A exclusão de comunidades de pescadores, também aparece na narrativa como efeito direto do processo de modernização, e sua população expulsa de seus espaços de vivências e de suas terras. Penalva (2012) enfoca essa problemática, dando o acento à voz de Nael, segundo esse narrador, identificado na obra como um desses excluídos. As transformações ocorridas em Manaus do inicio do século XX, não levaram em consideração as pessoas que viviam ali. O ser humano fora excluído do processo de modernização da cidade, e apenas cifras, lucros e

acumulação de riquezas de grupos que se dirigiram para Manaus eram importantes, explorando a mão-de-obra de caboclos, índios, de migrantes de outras regiões do país.

Essas relações refletem o problema entre modernização e modernidade: “Manaus crescia muito e aquela noite foi um dos marcos do fausto que se anunciava” (HATOUM, 2006, p. 190). Assim, enquanto a modernização engole segregativamente uma sociedade inteira, a modernidade atuaria, propondo mudança de mentalidade, humanizando as relações, mas diante desse entrave, Belém e Manaus se modernizaram apenas em sua estrutura e configuração urbanas, já que o processo que as modernizou foi vitimador e não pensou em uma região formada pelas interações sociais, culturais, de sociedades que nasceram híbridas, de misturas, e não de um essencialismo. O narrador de Hatoum, nesse caso, assume importante papel, porque dá pistas que denunciam esse projeto devastador que ignorou as pessoas da Amazônia, deixando um rastro de decadência e miséria para a maioria e os suntuosos casarões, o porto Manaus Harbour à margem do rio Negro, praças, o teatro Amazonas, o edifício antigo da Cervejaria Alemã, para uma elite enriquecida à custa de um processo marginalizador e excludente das populações locais.

É pertinente, e acrescenta à nossa análise, mostrar que esses processos de modernidade/modernização na Amazônia brasileira resultam de uma investida unilateral, que não levou em conta os povos que habitam a região, sua cultura e formas de vida.
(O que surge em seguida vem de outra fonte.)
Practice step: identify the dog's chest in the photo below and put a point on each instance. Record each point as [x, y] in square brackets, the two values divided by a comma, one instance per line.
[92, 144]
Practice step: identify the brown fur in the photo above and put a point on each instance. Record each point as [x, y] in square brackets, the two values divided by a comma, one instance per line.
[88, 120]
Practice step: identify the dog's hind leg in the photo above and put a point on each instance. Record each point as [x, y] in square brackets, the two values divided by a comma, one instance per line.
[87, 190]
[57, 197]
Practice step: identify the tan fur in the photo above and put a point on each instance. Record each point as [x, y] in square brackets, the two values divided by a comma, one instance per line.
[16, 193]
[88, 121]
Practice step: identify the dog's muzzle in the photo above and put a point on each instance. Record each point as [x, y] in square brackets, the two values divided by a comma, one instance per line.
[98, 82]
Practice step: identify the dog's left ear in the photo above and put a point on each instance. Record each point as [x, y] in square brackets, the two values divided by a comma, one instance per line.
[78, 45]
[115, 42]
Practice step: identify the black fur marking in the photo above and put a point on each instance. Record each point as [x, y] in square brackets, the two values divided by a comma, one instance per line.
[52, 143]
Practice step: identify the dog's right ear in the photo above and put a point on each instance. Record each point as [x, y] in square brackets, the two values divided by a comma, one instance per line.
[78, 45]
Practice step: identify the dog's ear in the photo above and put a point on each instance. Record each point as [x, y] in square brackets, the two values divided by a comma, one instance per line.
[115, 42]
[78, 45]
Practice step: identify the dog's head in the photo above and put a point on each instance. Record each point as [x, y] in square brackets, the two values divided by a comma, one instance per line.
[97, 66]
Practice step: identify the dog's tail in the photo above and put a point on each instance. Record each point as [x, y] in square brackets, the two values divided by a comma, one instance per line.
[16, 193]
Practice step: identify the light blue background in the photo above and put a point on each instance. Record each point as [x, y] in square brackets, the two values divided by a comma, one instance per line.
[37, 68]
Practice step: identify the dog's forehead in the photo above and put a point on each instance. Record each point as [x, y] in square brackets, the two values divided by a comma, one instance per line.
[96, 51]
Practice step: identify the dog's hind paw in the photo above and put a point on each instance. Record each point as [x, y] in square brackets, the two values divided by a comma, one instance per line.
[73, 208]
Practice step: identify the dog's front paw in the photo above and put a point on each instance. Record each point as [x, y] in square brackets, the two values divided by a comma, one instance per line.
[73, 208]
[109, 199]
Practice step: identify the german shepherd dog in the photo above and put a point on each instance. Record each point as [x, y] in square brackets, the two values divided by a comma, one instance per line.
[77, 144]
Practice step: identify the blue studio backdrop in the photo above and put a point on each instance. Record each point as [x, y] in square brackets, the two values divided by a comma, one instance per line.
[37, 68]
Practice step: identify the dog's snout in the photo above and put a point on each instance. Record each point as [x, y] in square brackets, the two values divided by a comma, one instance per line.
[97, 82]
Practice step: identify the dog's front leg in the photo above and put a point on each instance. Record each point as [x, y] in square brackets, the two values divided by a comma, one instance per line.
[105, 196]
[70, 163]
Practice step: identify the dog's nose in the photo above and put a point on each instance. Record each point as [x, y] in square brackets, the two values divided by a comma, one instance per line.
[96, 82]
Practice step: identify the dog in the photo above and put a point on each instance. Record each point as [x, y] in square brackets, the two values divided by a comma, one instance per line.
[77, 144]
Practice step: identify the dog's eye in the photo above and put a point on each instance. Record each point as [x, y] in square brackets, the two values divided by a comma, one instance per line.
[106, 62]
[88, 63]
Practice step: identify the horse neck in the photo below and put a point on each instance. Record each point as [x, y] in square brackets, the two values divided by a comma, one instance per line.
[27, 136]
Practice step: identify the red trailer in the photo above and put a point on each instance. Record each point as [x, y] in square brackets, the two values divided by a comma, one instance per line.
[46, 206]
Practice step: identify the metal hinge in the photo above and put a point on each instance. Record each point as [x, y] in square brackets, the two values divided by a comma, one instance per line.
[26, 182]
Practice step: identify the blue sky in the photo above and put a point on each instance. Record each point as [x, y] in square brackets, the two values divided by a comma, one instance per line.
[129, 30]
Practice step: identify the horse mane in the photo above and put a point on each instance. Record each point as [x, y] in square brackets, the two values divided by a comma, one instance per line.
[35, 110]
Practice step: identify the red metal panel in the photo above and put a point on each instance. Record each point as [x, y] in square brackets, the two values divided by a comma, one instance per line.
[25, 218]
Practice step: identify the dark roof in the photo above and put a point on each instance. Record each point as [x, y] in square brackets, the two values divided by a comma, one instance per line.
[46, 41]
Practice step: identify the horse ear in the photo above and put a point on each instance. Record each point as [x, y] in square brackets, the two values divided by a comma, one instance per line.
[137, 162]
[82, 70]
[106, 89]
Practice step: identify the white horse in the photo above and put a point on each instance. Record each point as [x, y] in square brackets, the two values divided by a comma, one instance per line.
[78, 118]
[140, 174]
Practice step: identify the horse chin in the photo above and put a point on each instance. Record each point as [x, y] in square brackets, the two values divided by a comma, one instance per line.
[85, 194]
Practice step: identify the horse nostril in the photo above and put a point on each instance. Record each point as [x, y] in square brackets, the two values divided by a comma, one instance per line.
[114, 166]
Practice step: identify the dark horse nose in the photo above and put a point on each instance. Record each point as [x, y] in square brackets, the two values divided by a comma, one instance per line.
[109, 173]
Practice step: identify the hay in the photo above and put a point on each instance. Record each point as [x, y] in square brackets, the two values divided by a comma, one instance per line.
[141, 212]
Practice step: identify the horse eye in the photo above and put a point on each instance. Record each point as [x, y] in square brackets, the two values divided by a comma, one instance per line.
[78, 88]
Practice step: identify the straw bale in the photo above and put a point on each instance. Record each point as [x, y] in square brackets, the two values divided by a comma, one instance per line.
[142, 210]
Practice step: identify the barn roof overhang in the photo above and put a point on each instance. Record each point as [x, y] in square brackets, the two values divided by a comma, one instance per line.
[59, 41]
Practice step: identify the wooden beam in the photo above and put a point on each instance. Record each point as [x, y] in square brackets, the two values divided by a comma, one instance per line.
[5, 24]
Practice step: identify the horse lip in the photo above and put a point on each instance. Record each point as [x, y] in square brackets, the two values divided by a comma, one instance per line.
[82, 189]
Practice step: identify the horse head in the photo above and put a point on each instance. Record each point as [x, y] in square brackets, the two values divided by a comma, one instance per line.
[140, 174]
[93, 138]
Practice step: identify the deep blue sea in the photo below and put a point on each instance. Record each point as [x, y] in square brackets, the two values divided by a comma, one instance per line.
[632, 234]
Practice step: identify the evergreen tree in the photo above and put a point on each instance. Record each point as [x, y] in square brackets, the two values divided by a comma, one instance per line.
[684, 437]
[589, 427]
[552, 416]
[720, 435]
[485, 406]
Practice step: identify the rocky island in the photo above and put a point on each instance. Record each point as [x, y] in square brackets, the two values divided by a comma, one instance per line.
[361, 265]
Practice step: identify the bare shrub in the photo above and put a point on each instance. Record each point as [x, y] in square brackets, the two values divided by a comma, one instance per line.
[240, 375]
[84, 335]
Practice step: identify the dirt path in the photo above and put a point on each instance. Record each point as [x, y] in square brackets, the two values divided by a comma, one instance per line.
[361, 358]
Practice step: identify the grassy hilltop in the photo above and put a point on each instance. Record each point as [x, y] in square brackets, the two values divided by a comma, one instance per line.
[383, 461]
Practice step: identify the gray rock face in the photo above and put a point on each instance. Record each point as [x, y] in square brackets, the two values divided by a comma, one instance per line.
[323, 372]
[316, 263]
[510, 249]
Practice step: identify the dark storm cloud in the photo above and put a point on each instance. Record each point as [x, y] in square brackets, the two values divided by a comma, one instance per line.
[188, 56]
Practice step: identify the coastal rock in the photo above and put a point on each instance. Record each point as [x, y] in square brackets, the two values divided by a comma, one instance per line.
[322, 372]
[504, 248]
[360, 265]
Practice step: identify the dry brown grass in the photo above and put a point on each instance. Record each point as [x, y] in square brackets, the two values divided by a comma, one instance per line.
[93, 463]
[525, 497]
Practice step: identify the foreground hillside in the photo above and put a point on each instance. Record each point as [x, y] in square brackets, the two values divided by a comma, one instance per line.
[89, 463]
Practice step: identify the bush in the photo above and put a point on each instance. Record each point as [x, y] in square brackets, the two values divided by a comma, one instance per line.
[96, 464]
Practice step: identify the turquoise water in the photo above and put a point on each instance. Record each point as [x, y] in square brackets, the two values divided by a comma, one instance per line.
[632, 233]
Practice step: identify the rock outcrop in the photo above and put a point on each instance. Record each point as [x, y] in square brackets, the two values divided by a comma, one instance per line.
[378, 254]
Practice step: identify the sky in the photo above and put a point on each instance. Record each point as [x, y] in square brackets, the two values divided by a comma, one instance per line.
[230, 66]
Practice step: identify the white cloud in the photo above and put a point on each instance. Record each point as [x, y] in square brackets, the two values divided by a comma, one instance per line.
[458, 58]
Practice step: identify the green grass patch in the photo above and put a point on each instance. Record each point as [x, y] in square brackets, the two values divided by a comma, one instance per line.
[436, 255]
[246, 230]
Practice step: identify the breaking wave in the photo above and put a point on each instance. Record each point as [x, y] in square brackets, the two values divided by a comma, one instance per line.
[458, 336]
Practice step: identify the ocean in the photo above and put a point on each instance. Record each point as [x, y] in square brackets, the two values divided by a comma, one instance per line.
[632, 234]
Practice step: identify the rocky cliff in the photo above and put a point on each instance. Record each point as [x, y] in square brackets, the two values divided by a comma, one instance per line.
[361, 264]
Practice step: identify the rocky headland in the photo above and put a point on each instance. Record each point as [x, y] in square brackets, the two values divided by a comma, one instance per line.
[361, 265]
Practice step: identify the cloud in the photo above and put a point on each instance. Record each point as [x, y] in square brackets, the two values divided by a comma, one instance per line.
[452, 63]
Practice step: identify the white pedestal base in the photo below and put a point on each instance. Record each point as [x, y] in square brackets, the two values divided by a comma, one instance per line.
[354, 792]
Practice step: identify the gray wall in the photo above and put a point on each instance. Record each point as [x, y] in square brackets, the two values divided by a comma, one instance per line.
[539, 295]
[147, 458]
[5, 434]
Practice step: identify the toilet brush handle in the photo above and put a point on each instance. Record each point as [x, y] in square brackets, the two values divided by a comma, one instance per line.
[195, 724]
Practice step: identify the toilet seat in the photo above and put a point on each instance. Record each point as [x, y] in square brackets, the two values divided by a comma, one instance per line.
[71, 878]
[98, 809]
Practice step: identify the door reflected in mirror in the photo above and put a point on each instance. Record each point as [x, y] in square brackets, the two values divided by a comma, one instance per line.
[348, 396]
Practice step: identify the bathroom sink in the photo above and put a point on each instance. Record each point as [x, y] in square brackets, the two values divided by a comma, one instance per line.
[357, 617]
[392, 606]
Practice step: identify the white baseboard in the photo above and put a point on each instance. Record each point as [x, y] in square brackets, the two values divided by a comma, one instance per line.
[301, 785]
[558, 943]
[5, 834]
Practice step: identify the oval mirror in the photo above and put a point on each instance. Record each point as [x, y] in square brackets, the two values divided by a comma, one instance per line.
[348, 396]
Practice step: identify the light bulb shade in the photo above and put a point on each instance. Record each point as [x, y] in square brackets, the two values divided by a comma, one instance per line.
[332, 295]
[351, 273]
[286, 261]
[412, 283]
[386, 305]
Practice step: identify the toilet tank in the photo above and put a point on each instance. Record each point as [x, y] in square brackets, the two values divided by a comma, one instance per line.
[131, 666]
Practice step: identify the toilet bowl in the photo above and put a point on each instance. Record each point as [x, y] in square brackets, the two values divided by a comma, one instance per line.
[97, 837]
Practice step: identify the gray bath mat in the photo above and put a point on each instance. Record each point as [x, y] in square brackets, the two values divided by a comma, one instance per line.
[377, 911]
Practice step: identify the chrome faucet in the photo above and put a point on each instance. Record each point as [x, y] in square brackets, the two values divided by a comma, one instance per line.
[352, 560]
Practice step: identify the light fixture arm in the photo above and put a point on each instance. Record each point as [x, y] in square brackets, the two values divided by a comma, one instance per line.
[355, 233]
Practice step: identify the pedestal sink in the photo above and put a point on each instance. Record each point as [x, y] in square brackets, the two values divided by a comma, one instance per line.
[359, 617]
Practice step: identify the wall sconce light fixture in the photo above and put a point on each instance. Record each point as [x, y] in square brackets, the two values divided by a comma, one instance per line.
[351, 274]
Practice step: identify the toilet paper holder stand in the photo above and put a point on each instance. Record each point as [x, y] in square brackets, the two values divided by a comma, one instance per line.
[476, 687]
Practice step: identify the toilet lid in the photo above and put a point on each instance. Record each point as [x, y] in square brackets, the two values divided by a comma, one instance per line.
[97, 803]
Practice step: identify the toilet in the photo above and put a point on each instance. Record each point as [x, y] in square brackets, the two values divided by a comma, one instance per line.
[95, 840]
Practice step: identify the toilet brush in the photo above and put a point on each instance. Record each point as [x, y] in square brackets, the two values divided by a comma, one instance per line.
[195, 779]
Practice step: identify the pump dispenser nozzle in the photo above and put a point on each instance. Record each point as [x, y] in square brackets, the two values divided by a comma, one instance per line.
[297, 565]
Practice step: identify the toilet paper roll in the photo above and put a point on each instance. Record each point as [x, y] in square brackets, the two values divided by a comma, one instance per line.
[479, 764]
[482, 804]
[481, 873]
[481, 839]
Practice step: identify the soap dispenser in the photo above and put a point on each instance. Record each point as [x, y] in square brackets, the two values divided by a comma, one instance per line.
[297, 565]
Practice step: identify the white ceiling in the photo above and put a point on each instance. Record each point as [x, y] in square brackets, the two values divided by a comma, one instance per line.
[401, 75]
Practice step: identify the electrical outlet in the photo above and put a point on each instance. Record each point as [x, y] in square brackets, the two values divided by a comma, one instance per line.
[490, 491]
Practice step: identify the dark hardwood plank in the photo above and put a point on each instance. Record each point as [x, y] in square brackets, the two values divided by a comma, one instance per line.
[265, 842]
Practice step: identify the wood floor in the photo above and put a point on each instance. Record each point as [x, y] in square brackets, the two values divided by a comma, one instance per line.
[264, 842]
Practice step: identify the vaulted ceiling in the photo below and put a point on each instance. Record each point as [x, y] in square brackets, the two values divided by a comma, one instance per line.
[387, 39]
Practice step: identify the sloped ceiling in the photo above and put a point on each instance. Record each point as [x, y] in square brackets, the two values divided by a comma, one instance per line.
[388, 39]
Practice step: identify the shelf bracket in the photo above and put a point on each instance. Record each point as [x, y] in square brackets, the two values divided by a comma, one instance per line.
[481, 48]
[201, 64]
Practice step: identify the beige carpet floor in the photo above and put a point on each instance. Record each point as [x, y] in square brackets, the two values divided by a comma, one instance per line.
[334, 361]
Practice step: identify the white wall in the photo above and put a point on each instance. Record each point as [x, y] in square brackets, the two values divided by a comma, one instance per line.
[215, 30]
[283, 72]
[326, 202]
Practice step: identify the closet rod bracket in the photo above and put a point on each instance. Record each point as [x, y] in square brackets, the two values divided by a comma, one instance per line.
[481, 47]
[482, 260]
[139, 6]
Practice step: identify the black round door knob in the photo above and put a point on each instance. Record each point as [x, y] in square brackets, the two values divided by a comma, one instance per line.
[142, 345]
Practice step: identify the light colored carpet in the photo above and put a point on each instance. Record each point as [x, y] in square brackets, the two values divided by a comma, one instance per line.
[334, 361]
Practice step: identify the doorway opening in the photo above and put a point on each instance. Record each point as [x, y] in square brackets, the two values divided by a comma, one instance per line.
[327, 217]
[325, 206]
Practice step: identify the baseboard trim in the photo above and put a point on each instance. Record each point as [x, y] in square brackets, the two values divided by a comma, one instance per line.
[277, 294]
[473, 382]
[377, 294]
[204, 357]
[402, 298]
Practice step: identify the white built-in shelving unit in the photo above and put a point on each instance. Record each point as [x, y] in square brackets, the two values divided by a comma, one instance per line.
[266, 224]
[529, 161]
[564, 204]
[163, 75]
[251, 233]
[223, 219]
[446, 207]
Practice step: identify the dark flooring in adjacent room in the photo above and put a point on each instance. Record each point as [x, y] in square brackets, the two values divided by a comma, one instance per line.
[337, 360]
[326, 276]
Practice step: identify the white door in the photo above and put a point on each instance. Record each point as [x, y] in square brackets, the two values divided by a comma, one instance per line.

Segundo Penalva (2012): “Esses povos amazônicos não tiveram nenhuma participação e nem puderam intervir em tais processos, o que fez com que continuassem pobres, em grande parte miseráveis, perambulando por ruas, becos e portos de Manaus” (PENALVA, 2012, p. 156).

De modo geral, a narrativa de Dois Irmãos se insere em um debate em que a modernidade desumana da Amazônia é posta como um acontecimento vitimador, cuja ideia de imposição cultural e do desrespeito às diferenças é fortemente marcada como relação de poder na narrativa. Concordando com Penalva (2012), podemos dizer que o projeto colonizador que se desenvolveu na Amazônia é resultado de concepções de assimilação cultural e de desrespeito às diferenças. O homem amazônico, o caboclo, o nativo, para se incorporar ao projeto de modernidade, precisariam assimilar todo um processo civilizatório.